Pero, literalmente, ver la leche hirviendo es un espectáculo no demasiado agradable. En un momento está todo bien...un segundo después, la cocina queda hecha un asco...
Por eso, tal vez, la asociación con los que pierden los estribos... porque cuando parece que la cosa está tranquila, el Leche Hervida levanta presión y deja todo sucio a su alrededor.
Esta semana, el Presidente, gran Leche Hervida por cierto, levantó temperatura y volcó sobre la cocina de la Justicia apuntando, directamente a la Cámara de Casación. Si bien todos nos enojamos con lo lenta e ineficaz que resulta la Justicia la mayoría de las veces, el enojo presidencial lo ha enfrentado con la propia Corte Suprema que, justamente resulta opositora a su gobierno ni ya responde a los mandos de los noventa.
También, la calentura se dirige hacia los candidatos opositores prometiendo, desde ahora hasta las dos elecciones de este año, litros y litros de Leche Hervida desarramándose.

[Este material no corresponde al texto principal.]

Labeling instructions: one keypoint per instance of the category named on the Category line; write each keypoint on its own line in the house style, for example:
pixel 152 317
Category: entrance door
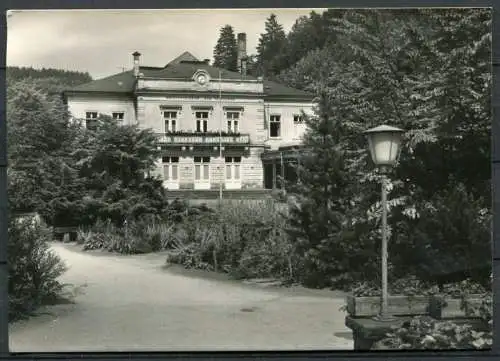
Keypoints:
pixel 233 172
pixel 171 172
pixel 201 172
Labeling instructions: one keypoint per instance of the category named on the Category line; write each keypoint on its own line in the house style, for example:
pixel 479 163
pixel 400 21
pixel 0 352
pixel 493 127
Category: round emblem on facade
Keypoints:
pixel 201 79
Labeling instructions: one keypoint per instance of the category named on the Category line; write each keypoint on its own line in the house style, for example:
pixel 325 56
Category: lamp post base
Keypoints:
pixel 384 318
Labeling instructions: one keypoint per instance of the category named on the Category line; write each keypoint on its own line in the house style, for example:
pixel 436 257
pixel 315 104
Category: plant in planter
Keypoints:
pixel 457 300
pixel 426 333
pixel 409 296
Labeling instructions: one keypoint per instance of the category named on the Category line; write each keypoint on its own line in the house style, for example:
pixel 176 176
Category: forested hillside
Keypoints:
pixel 53 81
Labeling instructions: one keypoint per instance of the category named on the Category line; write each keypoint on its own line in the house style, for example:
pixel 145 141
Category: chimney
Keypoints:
pixel 136 56
pixel 242 53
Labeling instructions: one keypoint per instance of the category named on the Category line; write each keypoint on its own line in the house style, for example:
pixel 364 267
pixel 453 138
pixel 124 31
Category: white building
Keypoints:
pixel 189 104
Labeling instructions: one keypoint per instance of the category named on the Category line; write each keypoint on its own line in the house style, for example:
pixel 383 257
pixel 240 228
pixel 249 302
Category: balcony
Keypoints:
pixel 209 139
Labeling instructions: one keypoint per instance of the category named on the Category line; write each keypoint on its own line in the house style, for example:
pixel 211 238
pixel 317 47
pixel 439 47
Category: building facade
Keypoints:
pixel 217 129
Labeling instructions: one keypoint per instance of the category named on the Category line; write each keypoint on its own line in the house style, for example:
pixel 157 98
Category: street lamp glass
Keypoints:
pixel 384 143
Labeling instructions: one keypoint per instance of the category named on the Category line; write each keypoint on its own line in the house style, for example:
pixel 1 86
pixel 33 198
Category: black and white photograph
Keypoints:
pixel 269 179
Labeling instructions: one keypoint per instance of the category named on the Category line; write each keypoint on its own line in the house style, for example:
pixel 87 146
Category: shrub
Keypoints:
pixel 241 238
pixel 33 268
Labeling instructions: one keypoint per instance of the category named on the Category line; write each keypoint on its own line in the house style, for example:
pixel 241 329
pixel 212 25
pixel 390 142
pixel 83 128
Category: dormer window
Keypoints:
pixel 201 77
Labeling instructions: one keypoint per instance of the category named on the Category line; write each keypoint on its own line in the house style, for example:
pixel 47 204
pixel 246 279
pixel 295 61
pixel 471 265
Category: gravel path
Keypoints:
pixel 131 303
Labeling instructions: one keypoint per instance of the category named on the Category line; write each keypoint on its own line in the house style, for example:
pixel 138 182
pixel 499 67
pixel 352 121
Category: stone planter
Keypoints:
pixel 445 307
pixel 398 305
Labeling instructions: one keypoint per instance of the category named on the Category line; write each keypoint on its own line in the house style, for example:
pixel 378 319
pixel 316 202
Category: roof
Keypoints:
pixel 182 68
pixel 185 56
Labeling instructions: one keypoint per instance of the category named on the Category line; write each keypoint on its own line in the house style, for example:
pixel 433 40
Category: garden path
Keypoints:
pixel 132 303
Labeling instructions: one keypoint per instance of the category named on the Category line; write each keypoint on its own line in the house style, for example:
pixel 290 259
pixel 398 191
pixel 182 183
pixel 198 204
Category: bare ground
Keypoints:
pixel 134 303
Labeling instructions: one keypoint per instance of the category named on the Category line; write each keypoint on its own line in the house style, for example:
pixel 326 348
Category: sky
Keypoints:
pixel 101 42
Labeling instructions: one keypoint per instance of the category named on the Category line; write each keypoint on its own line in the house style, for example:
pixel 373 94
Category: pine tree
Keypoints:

Pero hay un cuidado que todos tenemos que tener.
Y no hace falta ser un cocinero profesional para darse cuenta.
Cualquiera que ponga un jarro con leche sobre el fuego lo sabe...
Mientras cuidamos el líquido no rebalse, tenemos que prestar atención a otros rincones del hogar...no sea cosa que hayamos dejado todas las ventanas abiertas y, por la tormenta, se nos inunde toda la casa...y se nos arruine todo lo que tenemos mientras nosotros, solamente, estamos pendientes de que La Leche no hierva.